When we relocated our relatively new business to the Melbourne eastern suburb of Burwood in 1999, we carefully looked at property values and potential fees as part of our business plan. Average values then were about $180,000. Fast forward 19 years and the cheapest house in the area will set you back about $1,000,000. Average prices across Melbourne are about 4 times higher than 20 years ago, whilst the Eastern suburbs in which we operate have increased to be about 5 times those prices.
If we had been asked what to invest in then or how much growth could be expected, we simply would not have predicted this. Year in and year out, doomsayers predict the imminent collapse of values (yes, we’re talking about you Harry) and of course there have been pauses and dips along the way. But stand back and look at the results over 10, 20 or even 40 years.

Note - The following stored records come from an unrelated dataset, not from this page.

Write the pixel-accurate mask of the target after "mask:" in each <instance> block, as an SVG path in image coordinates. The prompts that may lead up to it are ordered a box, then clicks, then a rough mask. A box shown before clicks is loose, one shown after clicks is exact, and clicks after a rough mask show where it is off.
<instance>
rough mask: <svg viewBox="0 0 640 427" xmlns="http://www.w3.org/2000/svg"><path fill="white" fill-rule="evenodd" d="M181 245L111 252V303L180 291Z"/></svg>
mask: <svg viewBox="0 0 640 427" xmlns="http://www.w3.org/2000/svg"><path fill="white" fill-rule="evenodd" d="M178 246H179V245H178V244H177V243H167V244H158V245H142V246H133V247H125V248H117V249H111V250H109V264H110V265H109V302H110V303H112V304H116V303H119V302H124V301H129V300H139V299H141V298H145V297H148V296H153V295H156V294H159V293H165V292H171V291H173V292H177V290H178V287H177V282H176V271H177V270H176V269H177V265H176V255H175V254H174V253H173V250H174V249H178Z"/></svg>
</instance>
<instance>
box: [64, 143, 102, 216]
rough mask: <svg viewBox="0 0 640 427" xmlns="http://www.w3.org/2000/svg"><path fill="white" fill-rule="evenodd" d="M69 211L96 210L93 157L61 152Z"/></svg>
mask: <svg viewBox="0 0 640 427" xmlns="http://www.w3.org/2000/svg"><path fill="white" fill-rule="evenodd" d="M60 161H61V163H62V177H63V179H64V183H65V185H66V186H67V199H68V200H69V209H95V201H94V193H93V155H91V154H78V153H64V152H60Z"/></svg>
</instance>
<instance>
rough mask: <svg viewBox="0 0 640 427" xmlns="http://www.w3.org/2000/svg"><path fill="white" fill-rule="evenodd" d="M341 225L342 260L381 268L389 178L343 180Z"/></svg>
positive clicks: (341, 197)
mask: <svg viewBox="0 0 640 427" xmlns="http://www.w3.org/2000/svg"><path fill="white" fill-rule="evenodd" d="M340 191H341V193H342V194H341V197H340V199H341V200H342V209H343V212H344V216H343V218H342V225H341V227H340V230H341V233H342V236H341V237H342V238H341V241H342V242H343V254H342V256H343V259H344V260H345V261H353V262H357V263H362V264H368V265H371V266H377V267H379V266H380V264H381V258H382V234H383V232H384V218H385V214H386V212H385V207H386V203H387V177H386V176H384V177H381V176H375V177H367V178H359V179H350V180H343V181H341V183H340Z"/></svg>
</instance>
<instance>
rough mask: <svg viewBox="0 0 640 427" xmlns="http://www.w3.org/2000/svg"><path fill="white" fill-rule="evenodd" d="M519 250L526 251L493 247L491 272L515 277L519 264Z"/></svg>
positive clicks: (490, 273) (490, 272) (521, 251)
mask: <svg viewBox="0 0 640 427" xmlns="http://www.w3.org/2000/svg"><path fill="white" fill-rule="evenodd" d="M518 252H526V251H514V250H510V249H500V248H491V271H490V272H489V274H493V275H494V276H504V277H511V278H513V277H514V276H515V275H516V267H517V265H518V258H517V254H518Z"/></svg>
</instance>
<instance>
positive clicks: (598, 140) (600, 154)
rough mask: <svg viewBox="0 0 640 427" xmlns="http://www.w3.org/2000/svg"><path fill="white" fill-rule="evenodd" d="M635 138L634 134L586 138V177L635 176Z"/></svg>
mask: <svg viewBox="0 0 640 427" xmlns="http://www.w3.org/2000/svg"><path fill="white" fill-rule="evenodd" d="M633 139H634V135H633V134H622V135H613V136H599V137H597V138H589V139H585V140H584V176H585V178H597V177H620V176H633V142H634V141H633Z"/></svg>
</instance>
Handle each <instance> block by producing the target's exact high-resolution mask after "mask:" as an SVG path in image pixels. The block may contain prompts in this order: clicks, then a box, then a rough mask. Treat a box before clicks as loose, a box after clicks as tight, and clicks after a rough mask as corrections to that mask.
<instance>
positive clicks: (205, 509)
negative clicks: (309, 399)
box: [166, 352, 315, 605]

We aren’t arguing that this is a good thing and yes, we have children who struggle to enter the market too. But we can either complain how unfair life is and live a life of regret and lost opportunities or make the effort to tap into an astonishingly stable growth as evidenced by a very long history. When is the best time to enter the market? When you can. Will you get the timing right? Not unless you are simply lucky. Might prices soften after you buy? Of course. But when have I advised my own family to buy property? As soon as you possibly can.

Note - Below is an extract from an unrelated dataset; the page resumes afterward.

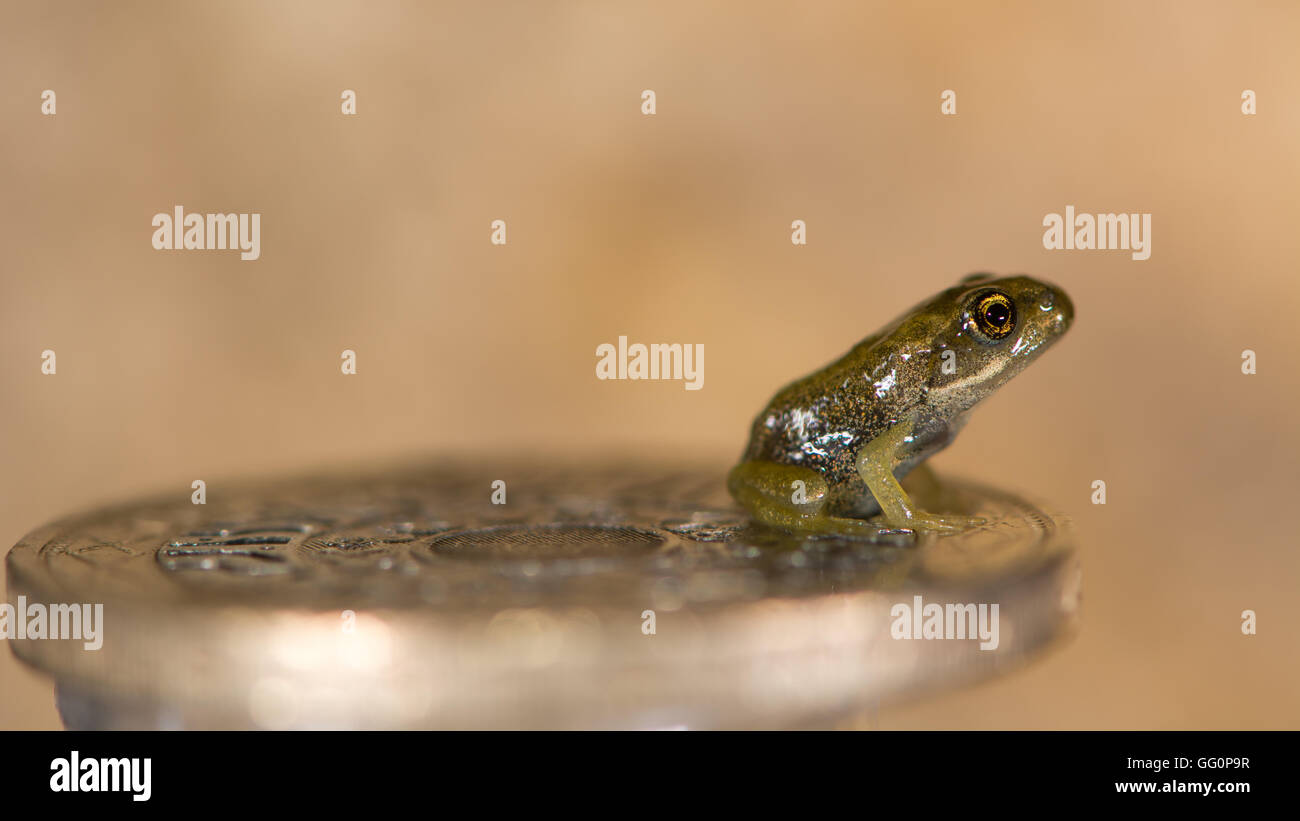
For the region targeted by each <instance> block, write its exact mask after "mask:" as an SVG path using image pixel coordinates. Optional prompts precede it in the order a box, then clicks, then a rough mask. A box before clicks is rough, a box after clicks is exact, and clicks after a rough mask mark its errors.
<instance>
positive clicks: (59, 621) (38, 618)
mask: <svg viewBox="0 0 1300 821" xmlns="http://www.w3.org/2000/svg"><path fill="white" fill-rule="evenodd" d="M0 639H18V640H26V639H79V640H81V642H82V646H83V647H85V648H86V650H99V648H100V647H103V646H104V605H103V604H40V603H39V601H32V603H31V604H27V596H18V605H17V607H14V605H13V604H9V603H8V601H0Z"/></svg>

10 years goes by in what seems like no time and if you want to know what your property might be worth in 10 years time, simply look at prices from 10 years ago (or possibly only 5 if you want to be conservative). Do you wish you’d bought then? Right now is the 10 years you’ll be looking back on in 10 years’ time. Don’t fall into life’s trap and become one of the “If only I had…” people that others feel sympathy for.